The Brexit transition will finally come to an end this coming December, and with it, a whole new host of travel issues and rules for artists and entertainers to abide by. The U.K. Home Office announced this week that artists, entertainers, and sports players from the EU would be subject to the same rules that currently apply to their non-EU peers once the Brexit transition is finalized.
For now until December, writes Politico, “artists and their crews can travel freely from the EU to the U.K. and vice versa without applying for work permits or visas.

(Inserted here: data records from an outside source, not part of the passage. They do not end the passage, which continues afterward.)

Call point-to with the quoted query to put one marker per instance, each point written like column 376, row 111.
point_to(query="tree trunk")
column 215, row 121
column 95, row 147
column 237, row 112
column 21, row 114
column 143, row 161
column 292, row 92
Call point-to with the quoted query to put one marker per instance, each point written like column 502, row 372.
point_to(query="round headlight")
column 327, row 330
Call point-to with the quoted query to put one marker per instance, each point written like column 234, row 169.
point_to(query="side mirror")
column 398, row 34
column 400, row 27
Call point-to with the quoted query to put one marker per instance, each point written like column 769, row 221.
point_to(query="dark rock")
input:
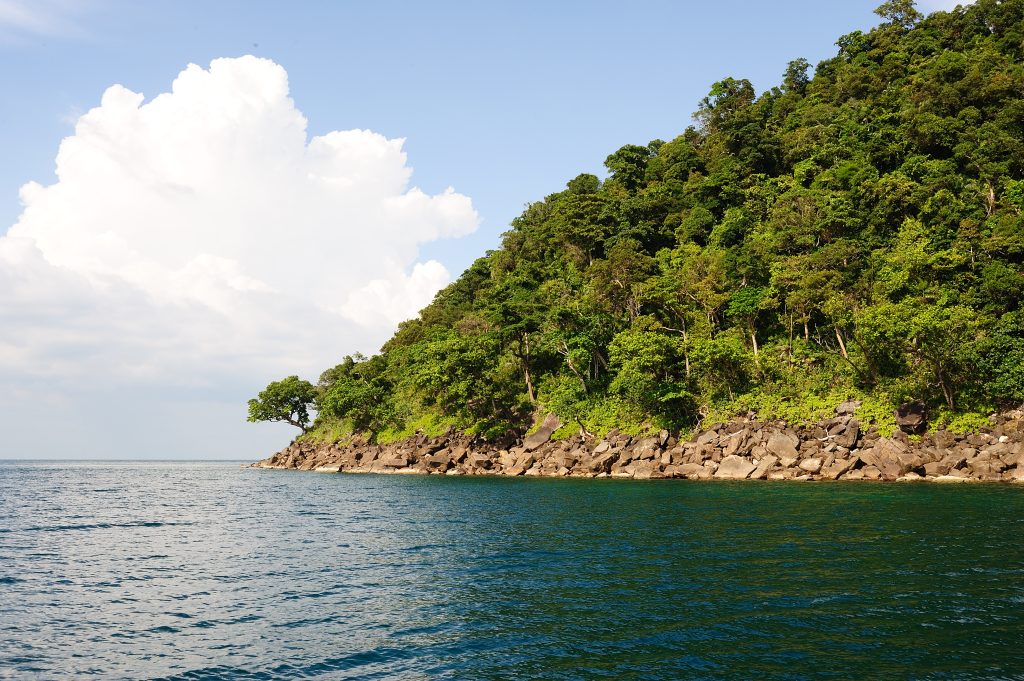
column 543, row 434
column 910, row 418
column 848, row 408
column 734, row 468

But once freedom of movement ends, both EU and non-EU artists will need a Tier 5 visa in order to perform in the U.K., take part in competitions or auditions, participate in promotional activities, attend workshops, give talks about their work, and take part in cultural events or festivals.”
Culture Minister Nigel Adams said last month “it was absolutely essential” to protect free movement for artists post 2020 in an interview with Music Week, though that statement was clearly not shared throughout the government. Deborah Annetts, chief executive of the Incorporated Society of Musicians, said they are “deeply disappointed” that free movement for musicians and other artists from the EU has been ruled out.
“We would ask the U.K. government to reconsider our call for a two-year, multientry visa,” she said. “Any future immigration system does not exist in isolation and has huge implications for the negotiation of EU and U.S. trade deals and reciprocal arrangements. It is vital that any immigration system supports musicians who will need to tour in the EU post-Brexit.”
Artists and entertainers are sure to adapt to the new travel rules in time, but it will still likely have an immediate and noticeable impact on the live entertainment sector in the U.K. while they become accustomed to it.